Can a simulated Universe simulate Special Relativity I know there are theories (or postulates) that hold that our Universe could be a simulation.  I was wondering, if Special Relativity states that two events which are not causally linked can be judged to have happened simultaneously or not, depending on the reference frame of the observer, can someone (or something) simulating the Universe reproduce this effect (if one observer says that two events were simultaneous, and the other disagrees, and they are both equally justified in their claims, what would the simulator conclude regarding their simultaneity)? 
 A: The actual question in this question, is a good physics question.
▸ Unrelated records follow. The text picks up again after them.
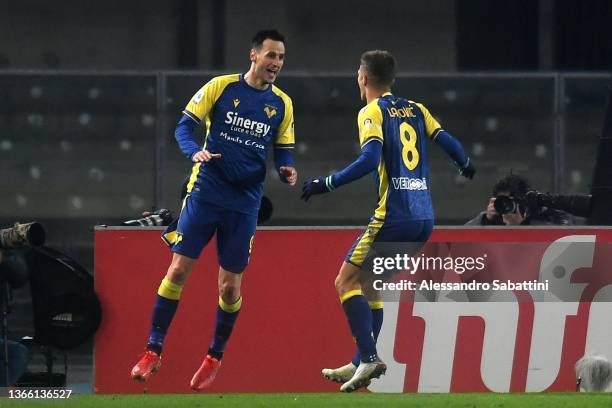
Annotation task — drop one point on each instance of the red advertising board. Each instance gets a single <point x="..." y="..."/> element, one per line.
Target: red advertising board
<point x="291" y="323"/>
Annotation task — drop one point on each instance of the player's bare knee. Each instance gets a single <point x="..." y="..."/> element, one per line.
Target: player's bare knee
<point x="229" y="291"/>
<point x="178" y="272"/>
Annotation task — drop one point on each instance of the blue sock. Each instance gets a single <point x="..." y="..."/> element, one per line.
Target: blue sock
<point x="359" y="317"/>
<point x="226" y="318"/>
<point x="168" y="296"/>
<point x="376" y="308"/>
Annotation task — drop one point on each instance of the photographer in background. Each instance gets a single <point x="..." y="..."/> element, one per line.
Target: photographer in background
<point x="515" y="203"/>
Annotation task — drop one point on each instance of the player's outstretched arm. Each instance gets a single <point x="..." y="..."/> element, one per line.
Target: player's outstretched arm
<point x="187" y="143"/>
<point x="283" y="162"/>
<point x="455" y="150"/>
<point x="184" y="136"/>
<point x="365" y="164"/>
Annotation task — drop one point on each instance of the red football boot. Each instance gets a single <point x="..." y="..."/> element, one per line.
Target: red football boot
<point x="149" y="363"/>
<point x="206" y="374"/>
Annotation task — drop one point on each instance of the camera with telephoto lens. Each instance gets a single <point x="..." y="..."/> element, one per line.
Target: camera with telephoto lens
<point x="579" y="205"/>
<point x="506" y="204"/>
<point x="154" y="219"/>
<point x="22" y="235"/>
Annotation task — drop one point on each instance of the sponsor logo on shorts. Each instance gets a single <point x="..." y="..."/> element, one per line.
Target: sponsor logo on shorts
<point x="407" y="183"/>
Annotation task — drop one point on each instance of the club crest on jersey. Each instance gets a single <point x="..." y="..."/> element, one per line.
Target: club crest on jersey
<point x="270" y="111"/>
<point x="198" y="97"/>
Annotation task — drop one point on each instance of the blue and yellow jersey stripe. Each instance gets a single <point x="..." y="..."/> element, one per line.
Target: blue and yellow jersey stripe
<point x="402" y="175"/>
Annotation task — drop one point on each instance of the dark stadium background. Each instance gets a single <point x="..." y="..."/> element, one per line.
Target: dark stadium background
<point x="90" y="93"/>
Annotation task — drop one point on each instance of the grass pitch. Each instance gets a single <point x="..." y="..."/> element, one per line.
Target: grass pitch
<point x="360" y="399"/>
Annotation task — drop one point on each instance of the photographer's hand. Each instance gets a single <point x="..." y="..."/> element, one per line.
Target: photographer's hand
<point x="491" y="213"/>
<point x="515" y="218"/>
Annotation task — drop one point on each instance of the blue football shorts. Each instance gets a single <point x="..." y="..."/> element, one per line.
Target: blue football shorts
<point x="379" y="231"/>
<point x="198" y="222"/>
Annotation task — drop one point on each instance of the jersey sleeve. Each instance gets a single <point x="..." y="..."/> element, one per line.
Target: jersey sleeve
<point x="285" y="137"/>
<point x="432" y="127"/>
<point x="369" y="122"/>
<point x="202" y="102"/>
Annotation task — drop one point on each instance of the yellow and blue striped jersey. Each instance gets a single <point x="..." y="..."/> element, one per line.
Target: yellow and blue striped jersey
<point x="242" y="123"/>
<point x="402" y="176"/>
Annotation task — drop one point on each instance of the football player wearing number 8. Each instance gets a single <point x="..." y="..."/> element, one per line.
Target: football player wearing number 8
<point x="393" y="134"/>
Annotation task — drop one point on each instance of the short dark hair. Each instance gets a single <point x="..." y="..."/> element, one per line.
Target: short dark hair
<point x="380" y="67"/>
<point x="264" y="35"/>
<point x="517" y="186"/>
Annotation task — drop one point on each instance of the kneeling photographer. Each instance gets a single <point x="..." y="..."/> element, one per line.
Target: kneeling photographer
<point x="515" y="203"/>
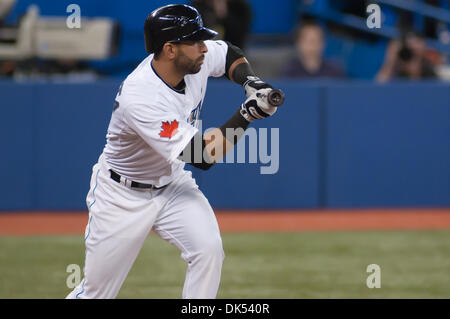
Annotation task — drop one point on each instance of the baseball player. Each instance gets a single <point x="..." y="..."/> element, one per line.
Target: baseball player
<point x="139" y="183"/>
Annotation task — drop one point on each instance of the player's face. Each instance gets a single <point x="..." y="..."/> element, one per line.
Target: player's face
<point x="190" y="56"/>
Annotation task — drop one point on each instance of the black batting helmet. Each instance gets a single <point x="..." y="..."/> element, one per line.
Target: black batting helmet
<point x="173" y="23"/>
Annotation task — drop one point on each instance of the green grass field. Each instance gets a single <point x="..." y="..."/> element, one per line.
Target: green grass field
<point x="414" y="264"/>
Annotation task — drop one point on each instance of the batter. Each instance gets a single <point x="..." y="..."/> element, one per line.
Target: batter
<point x="139" y="183"/>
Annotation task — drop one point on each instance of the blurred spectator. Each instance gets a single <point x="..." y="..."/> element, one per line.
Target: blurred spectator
<point x="309" y="62"/>
<point x="406" y="59"/>
<point x="231" y="18"/>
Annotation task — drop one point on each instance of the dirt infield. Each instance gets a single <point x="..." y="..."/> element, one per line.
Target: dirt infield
<point x="49" y="223"/>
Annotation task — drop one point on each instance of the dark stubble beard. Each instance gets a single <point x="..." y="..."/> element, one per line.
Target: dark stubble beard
<point x="187" y="65"/>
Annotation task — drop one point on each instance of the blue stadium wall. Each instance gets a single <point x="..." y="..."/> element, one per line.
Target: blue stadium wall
<point x="347" y="144"/>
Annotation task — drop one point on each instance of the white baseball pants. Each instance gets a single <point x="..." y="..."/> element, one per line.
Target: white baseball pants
<point x="120" y="219"/>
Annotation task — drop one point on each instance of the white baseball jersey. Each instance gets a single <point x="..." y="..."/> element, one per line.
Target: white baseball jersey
<point x="152" y="122"/>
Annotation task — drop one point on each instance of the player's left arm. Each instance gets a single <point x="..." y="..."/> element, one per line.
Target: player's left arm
<point x="239" y="70"/>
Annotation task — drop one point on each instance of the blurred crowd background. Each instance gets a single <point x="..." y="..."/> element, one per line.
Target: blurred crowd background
<point x="300" y="39"/>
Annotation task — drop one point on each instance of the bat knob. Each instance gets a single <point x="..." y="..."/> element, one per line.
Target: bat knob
<point x="275" y="97"/>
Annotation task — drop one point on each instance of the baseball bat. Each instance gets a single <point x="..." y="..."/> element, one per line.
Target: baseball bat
<point x="275" y="97"/>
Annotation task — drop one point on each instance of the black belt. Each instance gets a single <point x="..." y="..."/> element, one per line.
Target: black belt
<point x="117" y="178"/>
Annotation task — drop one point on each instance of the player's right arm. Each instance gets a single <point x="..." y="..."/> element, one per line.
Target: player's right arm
<point x="214" y="144"/>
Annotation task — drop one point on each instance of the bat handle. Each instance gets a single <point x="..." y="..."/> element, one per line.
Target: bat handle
<point x="275" y="97"/>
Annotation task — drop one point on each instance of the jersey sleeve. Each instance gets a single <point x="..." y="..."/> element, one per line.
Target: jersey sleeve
<point x="216" y="57"/>
<point x="165" y="132"/>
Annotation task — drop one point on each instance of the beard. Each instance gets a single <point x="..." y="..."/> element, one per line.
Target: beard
<point x="187" y="65"/>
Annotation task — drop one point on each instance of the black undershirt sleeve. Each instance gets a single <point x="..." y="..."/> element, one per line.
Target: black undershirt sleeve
<point x="242" y="70"/>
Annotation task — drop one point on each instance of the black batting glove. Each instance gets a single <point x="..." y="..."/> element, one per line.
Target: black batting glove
<point x="254" y="84"/>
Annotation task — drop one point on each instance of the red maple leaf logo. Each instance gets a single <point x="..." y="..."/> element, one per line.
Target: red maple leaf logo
<point x="169" y="129"/>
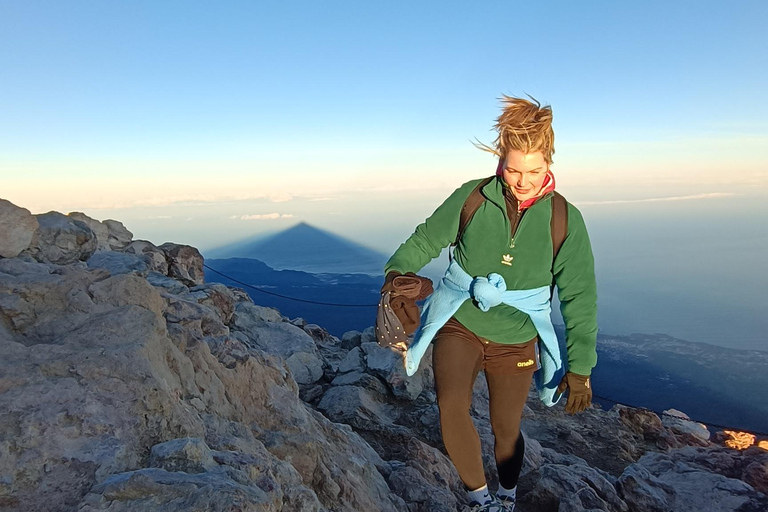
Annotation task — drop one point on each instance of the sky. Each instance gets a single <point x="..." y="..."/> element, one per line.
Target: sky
<point x="205" y="123"/>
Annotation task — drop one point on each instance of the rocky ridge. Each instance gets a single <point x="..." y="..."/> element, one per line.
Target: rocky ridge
<point x="127" y="383"/>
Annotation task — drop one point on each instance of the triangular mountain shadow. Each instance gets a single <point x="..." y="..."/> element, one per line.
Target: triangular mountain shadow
<point x="307" y="248"/>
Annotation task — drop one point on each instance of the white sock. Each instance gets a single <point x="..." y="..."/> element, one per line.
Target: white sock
<point x="481" y="495"/>
<point x="510" y="494"/>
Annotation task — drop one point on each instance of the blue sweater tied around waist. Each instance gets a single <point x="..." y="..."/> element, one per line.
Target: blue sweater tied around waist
<point x="457" y="286"/>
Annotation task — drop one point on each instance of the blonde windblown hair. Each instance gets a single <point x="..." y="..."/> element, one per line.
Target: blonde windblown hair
<point x="525" y="126"/>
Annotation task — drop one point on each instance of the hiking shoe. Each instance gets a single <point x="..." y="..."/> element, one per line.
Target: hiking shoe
<point x="506" y="504"/>
<point x="489" y="506"/>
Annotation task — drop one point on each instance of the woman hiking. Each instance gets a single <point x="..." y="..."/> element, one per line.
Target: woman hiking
<point x="491" y="310"/>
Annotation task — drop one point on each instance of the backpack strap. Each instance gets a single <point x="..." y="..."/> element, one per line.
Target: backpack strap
<point x="559" y="230"/>
<point x="559" y="223"/>
<point x="471" y="205"/>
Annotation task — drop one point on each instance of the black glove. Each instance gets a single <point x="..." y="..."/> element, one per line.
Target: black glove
<point x="579" y="392"/>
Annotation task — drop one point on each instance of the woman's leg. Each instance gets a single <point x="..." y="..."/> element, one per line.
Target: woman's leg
<point x="507" y="395"/>
<point x="456" y="362"/>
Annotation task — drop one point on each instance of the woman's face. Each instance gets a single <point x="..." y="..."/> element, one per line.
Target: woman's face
<point x="525" y="173"/>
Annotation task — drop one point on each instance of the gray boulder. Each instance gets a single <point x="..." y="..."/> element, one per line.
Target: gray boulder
<point x="188" y="454"/>
<point x="119" y="237"/>
<point x="61" y="240"/>
<point x="185" y="263"/>
<point x="388" y="364"/>
<point x="119" y="263"/>
<point x="17" y="227"/>
<point x="692" y="479"/>
<point x="99" y="229"/>
<point x="152" y="254"/>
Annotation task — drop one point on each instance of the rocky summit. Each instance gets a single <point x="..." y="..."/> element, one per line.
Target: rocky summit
<point x="129" y="384"/>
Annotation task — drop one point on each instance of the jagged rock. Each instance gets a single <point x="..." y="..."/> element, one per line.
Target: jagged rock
<point x="99" y="229"/>
<point x="188" y="454"/>
<point x="124" y="368"/>
<point x="368" y="335"/>
<point x="248" y="316"/>
<point x="427" y="479"/>
<point x="218" y="297"/>
<point x="572" y="488"/>
<point x="119" y="237"/>
<point x="61" y="240"/>
<point x="351" y="339"/>
<point x="150" y="489"/>
<point x="682" y="482"/>
<point x="353" y="361"/>
<point x="168" y="284"/>
<point x="299" y="322"/>
<point x="193" y="315"/>
<point x="319" y="334"/>
<point x="152" y="254"/>
<point x="681" y="423"/>
<point x="305" y="367"/>
<point x="127" y="290"/>
<point x="185" y="263"/>
<point x="644" y="492"/>
<point x="388" y="364"/>
<point x="119" y="263"/>
<point x="357" y="407"/>
<point x="17" y="227"/>
<point x="360" y="379"/>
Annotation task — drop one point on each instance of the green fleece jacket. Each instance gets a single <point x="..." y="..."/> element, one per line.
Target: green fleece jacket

Freely interpreted, it basically asks if SR effects, in particular time-ordering of spacelike separated events, make it difficult or impossible to simulate physics.
The answer to that is no. An "external" Simulator (be it a particle physicist or the hypothetical people simulating our universe) can set up a simulated spacetime so it reproduces the SR effects which are internal to the simulation. 
In particular, the spacelike timeordering of events is ambiguous because of the Lorentz transformations applicable on the Minkowski space (that is, the normal 4-D space we live in) that "custom transform" all coordinates in the spacetime for a certain observer at a certain point and speed, which can mix up time-ordering for spacelike separated coordinates.
This is true for the Simulator as well - she will not necessarily agree about the time-ordering with the observers inside the simulation - but this contributes no paradox or problem, because it's the definition of time and time-ordering inside the simulation which is the real ambiguity in that case. The simulator can just pick one particular transformation frame to program the simulation with (or similar).